ECLI:NL:RBZWB:2024:27
Rechtbank Zeeland-West-Brabant
- Voorlopige voorziening
- Rechtspraak.nl
Afwijzing verzoek voorlopige voorziening inzake schorsing rijbewijs door CBR
Op 3 januari 2024 heeft de voorzieningenrechter van de Rechtbank Zeeland-West-Brabant uitspraak gedaan in een zaak waarin verzoeker, bijgestaan door zijn gemachtigde mr. J.J. van ’t Hoff, een voorlopige voorziening heeft verzocht tegen het besluit van het Centraal Bureau Rijvaardigheidsbewijzen (CBR) van 23 november 2023. Dit besluit betrof de schorsing van de geldigheid van zijn rijbewijs. Verzoeker stelde dat er sprake was van een spoedeisend belang, omdat hij zonder geldig rijbewijs een reëel risico op ontslag liep. Ter onderbouwing overhandigde hij een verklaring van zijn werkgever van 30 november 2023.
Tijdens de zitting op 3 januari 2024 in Breda, waar verzoeker en zijn gemachtigde aanwezig waren, heeft het CBR zich laten vertegenwoordigen door een onbekende vertegenwoordiger. De voorzieningenrechter heeft vastgesteld dat verzoeker al geruime tijd werkzaam was in de onderneming van zijn broer en dat hij ten tijde van de aanhouding op 11 februari 2023 als autoverkoper werkte, waarvoor hij geen rijbewijs nodig had. De voorzieningenrechter heeft geen aanleiding gezien om de eerdere verklaringen van verzoeker te betwijfelen, waarin hij stelde dat hij voor zijn werkzaamheden als verkoper geen rijbewijs nodig had.

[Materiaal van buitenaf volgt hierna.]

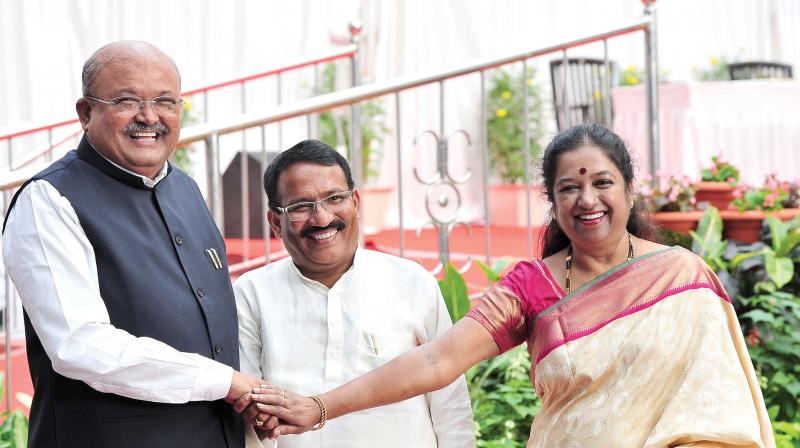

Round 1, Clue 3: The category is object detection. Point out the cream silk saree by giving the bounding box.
[468,248,775,448]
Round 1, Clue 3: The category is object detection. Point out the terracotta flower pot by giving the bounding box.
[652,211,703,235]
[695,182,734,210]
[774,208,800,221]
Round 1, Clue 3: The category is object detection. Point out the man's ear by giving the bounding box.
[75,98,92,132]
[353,188,361,216]
[267,209,283,238]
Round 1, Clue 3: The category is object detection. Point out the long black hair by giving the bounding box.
[541,123,655,258]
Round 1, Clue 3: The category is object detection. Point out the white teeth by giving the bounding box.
[578,212,606,221]
[311,230,337,240]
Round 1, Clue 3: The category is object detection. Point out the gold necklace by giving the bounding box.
[564,233,633,295]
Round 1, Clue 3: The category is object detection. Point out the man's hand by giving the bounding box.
[225,370,269,404]
[225,370,278,430]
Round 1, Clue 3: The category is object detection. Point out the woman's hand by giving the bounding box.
[251,386,321,439]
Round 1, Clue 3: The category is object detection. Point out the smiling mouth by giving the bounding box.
[576,212,606,221]
[128,131,159,143]
[309,229,339,241]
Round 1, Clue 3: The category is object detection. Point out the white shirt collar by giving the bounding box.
[89,136,169,188]
[289,246,362,292]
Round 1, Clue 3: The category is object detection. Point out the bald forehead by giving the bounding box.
[81,40,181,95]
[92,40,178,74]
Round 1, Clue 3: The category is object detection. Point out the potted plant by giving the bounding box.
[638,175,703,235]
[486,68,548,226]
[697,156,739,210]
[692,56,731,81]
[319,63,394,233]
[722,174,800,243]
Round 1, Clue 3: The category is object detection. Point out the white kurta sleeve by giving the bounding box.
[425,276,475,448]
[233,275,266,379]
[3,180,233,403]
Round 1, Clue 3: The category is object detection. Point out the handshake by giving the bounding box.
[225,370,327,439]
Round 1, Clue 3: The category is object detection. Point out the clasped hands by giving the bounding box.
[225,372,321,439]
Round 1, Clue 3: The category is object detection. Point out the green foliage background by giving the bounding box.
[440,211,800,448]
[319,62,389,182]
[486,68,544,184]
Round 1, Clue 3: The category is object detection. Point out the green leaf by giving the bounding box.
[764,251,794,289]
[691,207,722,257]
[475,260,500,283]
[731,247,770,269]
[439,262,469,323]
[767,215,788,252]
[740,309,775,324]
[776,229,800,257]
[767,404,781,420]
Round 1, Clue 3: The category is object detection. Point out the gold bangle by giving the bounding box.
[309,395,328,431]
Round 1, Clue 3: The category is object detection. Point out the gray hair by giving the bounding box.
[81,42,181,96]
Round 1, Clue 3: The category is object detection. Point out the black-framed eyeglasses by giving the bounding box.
[275,190,353,221]
[84,95,183,116]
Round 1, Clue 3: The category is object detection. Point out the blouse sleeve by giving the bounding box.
[467,284,527,353]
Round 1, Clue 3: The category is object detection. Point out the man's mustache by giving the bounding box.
[301,219,347,237]
[122,122,169,137]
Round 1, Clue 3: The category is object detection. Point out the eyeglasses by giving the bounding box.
[84,95,183,116]
[275,190,353,221]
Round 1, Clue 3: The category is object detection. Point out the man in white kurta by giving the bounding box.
[234,141,475,448]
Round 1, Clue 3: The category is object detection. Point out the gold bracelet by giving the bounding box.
[309,395,328,431]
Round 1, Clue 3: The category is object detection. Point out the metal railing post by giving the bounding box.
[642,0,661,176]
[206,132,225,236]
[349,20,368,188]
[521,59,536,260]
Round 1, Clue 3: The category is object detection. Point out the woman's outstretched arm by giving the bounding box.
[253,318,500,438]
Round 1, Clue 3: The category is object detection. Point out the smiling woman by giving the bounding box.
[248,124,774,447]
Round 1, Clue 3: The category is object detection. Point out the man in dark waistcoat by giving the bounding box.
[3,41,263,448]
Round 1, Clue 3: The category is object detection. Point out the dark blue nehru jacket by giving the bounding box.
[3,137,244,448]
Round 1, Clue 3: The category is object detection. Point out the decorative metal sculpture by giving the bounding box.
[414,129,472,274]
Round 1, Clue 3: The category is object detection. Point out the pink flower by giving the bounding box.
[667,188,679,202]
[765,173,780,188]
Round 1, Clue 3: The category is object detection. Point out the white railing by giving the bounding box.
[0,7,658,412]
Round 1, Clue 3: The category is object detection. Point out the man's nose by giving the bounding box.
[309,202,334,227]
[136,102,159,125]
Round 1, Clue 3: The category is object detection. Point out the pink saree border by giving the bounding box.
[536,248,731,364]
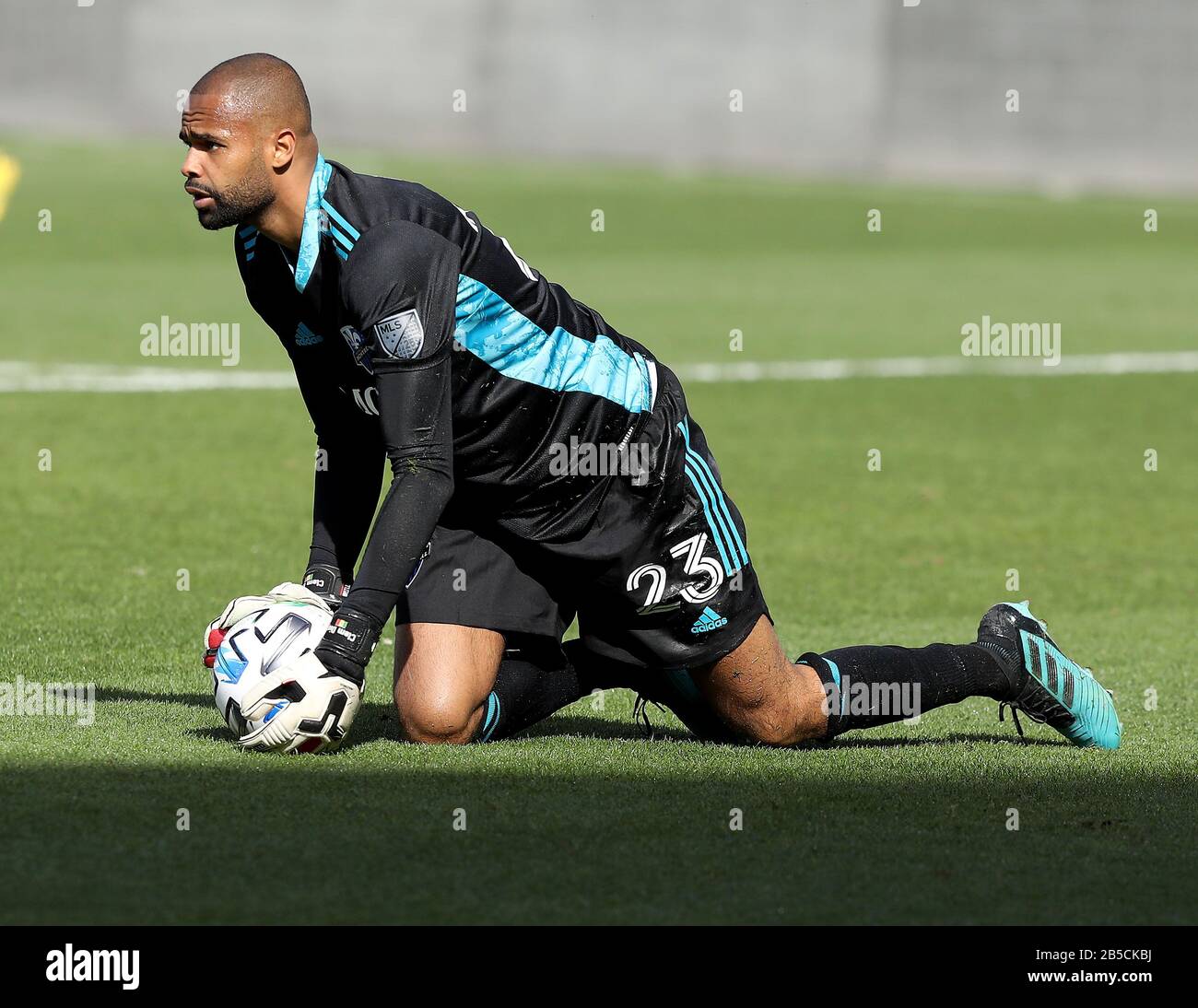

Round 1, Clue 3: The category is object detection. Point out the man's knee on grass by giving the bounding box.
[698,616,828,745]
[394,624,503,744]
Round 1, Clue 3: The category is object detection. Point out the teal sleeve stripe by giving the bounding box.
[455,275,650,413]
[320,199,362,241]
[328,221,354,252]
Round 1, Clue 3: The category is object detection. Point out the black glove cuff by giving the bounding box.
[316,605,382,683]
[303,564,350,609]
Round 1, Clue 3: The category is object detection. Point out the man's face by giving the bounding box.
[179,95,275,231]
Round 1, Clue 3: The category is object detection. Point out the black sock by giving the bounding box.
[798,644,1015,739]
[476,637,591,743]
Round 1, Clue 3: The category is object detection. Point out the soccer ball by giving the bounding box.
[212,600,344,752]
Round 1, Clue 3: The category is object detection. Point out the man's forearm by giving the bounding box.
[308,435,383,584]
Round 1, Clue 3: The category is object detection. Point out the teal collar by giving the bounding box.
[295,155,333,293]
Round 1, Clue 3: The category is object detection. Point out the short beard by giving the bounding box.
[196,164,275,231]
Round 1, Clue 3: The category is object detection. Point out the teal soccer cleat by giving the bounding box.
[978,603,1122,749]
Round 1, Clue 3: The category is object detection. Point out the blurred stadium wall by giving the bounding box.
[0,0,1198,191]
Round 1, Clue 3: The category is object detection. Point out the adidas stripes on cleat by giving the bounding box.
[978,603,1122,749]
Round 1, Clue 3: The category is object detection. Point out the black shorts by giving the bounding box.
[395,525,574,641]
[396,364,769,668]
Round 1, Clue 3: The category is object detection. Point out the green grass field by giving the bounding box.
[0,136,1198,923]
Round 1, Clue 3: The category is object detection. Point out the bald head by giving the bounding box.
[192,53,311,139]
[179,53,318,234]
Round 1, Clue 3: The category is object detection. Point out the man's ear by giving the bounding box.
[271,129,296,171]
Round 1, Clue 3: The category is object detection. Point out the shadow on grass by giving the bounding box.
[105,689,1073,749]
[0,742,1198,924]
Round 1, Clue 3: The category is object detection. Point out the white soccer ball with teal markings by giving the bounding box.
[212,596,360,753]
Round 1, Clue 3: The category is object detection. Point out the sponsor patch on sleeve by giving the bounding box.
[374,308,424,360]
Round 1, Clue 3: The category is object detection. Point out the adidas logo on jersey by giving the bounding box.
[690,605,728,633]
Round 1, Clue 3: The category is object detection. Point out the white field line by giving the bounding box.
[0,351,1198,393]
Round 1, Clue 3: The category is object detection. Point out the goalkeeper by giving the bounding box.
[180,53,1121,748]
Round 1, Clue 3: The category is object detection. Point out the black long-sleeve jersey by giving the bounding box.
[235,158,656,621]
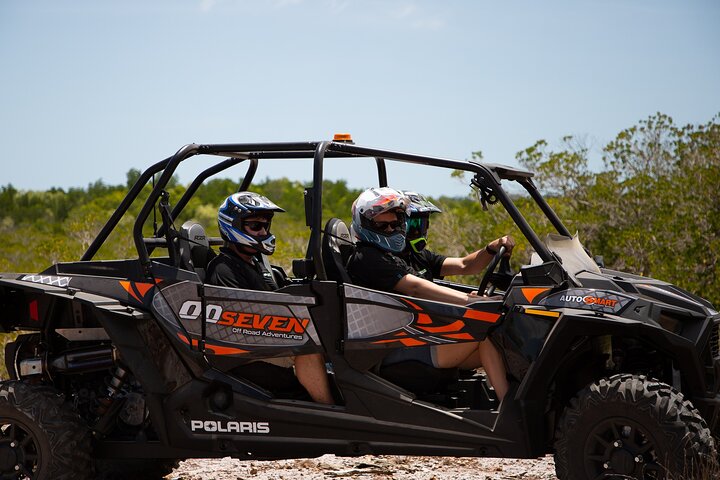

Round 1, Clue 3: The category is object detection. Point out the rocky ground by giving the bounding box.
[166,455,556,480]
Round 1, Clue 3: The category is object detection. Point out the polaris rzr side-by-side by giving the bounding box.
[0,141,720,480]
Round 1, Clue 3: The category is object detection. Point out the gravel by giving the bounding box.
[165,455,557,480]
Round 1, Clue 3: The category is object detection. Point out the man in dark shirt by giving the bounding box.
[206,192,334,404]
[348,187,514,400]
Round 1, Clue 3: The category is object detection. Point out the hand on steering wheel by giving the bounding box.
[478,245,507,297]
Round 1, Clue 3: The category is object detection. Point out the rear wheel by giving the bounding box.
[0,381,94,480]
[555,374,715,480]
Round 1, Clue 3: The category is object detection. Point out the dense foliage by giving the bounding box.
[0,114,720,304]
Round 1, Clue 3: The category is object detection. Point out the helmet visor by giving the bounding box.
[407,216,430,239]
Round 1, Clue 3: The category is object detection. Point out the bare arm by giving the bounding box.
[394,274,478,305]
[440,235,515,276]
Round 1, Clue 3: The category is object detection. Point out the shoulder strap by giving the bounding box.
[253,256,279,290]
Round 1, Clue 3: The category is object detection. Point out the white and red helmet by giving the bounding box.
[352,187,410,253]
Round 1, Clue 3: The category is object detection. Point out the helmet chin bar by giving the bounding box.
[407,237,427,253]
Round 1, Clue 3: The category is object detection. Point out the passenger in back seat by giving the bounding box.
[206,192,335,404]
[348,187,515,400]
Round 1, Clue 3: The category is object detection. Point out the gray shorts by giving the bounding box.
[382,346,439,368]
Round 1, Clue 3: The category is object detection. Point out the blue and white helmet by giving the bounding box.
[218,192,285,255]
[352,187,410,253]
[401,190,442,253]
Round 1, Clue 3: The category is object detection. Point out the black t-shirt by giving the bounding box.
[348,242,445,292]
[205,247,273,291]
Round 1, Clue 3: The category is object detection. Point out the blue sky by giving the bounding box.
[0,0,720,195]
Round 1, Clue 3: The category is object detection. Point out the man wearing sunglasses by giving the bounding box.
[348,187,514,400]
[206,192,335,404]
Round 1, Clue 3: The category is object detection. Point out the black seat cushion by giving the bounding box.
[322,218,355,283]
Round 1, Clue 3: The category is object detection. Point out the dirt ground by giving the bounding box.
[165,455,557,480]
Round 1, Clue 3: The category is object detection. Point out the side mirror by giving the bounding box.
[593,255,605,268]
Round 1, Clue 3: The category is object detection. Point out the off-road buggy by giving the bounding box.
[0,137,720,480]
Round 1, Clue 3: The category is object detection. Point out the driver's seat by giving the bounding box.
[322,218,355,283]
[177,220,215,282]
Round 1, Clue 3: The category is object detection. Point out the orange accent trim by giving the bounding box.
[418,313,432,325]
[463,309,500,323]
[443,333,475,340]
[135,283,155,298]
[205,343,248,355]
[177,333,200,347]
[372,338,427,347]
[520,288,550,303]
[418,320,465,333]
[403,298,422,311]
[120,280,142,303]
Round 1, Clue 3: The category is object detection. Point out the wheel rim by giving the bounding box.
[0,419,40,480]
[584,418,665,480]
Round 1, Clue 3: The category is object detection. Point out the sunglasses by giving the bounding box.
[407,217,430,230]
[243,220,271,232]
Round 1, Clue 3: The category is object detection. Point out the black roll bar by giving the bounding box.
[305,142,330,280]
[80,157,172,261]
[375,157,387,187]
[471,163,564,262]
[150,155,258,248]
[133,143,200,278]
[520,180,572,237]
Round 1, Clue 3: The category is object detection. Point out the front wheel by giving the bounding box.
[0,381,94,480]
[555,374,715,480]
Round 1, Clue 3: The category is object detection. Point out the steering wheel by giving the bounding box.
[478,245,510,297]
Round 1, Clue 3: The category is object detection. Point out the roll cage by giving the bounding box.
[81,141,570,280]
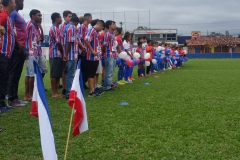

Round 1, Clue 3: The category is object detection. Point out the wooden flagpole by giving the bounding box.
[64,103,75,160]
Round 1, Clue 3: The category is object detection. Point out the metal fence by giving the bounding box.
[22,10,151,35]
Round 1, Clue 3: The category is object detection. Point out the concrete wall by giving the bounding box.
[187,52,240,59]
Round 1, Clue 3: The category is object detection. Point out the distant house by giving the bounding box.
[186,36,240,53]
[133,29,178,44]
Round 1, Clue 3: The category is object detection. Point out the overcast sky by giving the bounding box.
[20,0,240,36]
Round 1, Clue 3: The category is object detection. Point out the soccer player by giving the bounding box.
[59,10,72,95]
[85,20,105,97]
[0,0,17,113]
[63,17,85,99]
[123,32,133,83]
[79,16,84,25]
[104,20,116,91]
[77,13,92,89]
[7,0,28,107]
[24,9,47,101]
[128,35,135,81]
[91,19,102,90]
[115,27,126,85]
[146,40,153,75]
[99,26,107,86]
[136,42,146,78]
[49,13,63,98]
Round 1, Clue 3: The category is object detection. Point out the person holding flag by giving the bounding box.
[63,17,85,99]
[0,0,17,113]
[30,61,58,160]
[49,12,63,98]
[85,20,105,97]
[103,20,116,91]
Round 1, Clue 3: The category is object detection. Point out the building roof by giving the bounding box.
[177,36,192,44]
[186,36,240,46]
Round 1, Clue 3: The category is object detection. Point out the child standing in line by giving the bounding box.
[128,36,135,81]
[146,40,153,76]
[136,42,146,78]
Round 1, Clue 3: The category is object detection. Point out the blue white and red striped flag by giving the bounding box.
[30,61,58,160]
[68,60,88,137]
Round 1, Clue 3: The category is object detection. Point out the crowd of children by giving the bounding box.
[116,36,188,85]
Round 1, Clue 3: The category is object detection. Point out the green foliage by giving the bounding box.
[0,59,240,160]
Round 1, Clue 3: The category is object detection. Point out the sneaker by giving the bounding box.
[127,80,133,83]
[117,81,125,85]
[0,107,8,113]
[84,84,89,89]
[131,77,135,81]
[58,85,62,89]
[121,79,127,84]
[113,82,118,87]
[88,92,100,97]
[62,89,66,95]
[105,88,114,91]
[5,105,14,109]
[94,88,104,95]
[111,83,117,88]
[16,99,28,104]
[8,100,26,107]
[95,84,102,88]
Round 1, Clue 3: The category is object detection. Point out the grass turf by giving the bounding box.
[0,59,240,160]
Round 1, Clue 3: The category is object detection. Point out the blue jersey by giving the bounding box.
[85,27,102,61]
[64,23,78,61]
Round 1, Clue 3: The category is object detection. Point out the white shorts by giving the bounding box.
[96,60,102,74]
[26,54,48,77]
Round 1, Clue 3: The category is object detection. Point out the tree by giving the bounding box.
[137,26,151,30]
[210,32,224,37]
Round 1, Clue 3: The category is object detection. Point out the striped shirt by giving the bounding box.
[49,25,62,58]
[77,23,89,46]
[115,36,124,51]
[85,27,102,61]
[26,21,42,57]
[136,47,144,58]
[64,23,78,61]
[0,10,15,58]
[103,31,116,58]
[59,22,68,46]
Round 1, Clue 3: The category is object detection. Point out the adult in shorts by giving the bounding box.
[49,12,63,98]
[24,9,47,101]
[85,20,104,97]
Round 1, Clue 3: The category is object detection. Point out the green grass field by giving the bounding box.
[0,59,240,160]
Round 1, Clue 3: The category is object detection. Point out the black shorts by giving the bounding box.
[49,58,63,78]
[86,61,99,78]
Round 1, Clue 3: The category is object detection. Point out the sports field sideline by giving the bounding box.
[0,59,240,160]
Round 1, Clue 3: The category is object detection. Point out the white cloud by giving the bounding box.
[20,0,240,35]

Verzoeker is per 1 april 2023 ook als inkoper gaan werken, waarvoor hij wel een rijbewijs nodig heeft. Echter, de voorzieningenrechter concludeerde dat er onvoldoende bewijs was voor een reëel risico op ontslag, aangezien de arbeidsovereenkomst niet was gewijzigd en er geen nadere verplichtingen waren opgenomen. De voorzieningenrechter oordeelde dat er geen spoedeisend belang was en heeft het verzoek om een voorlopige voorziening afgewezen. De uitspraak werd gedaan door mr. S.A.M.L. van de Sande, in aanwezigheid van griffier mr. A.J.M. van Hees, en is openbaar gemaakt op www.rechtspraak.nl.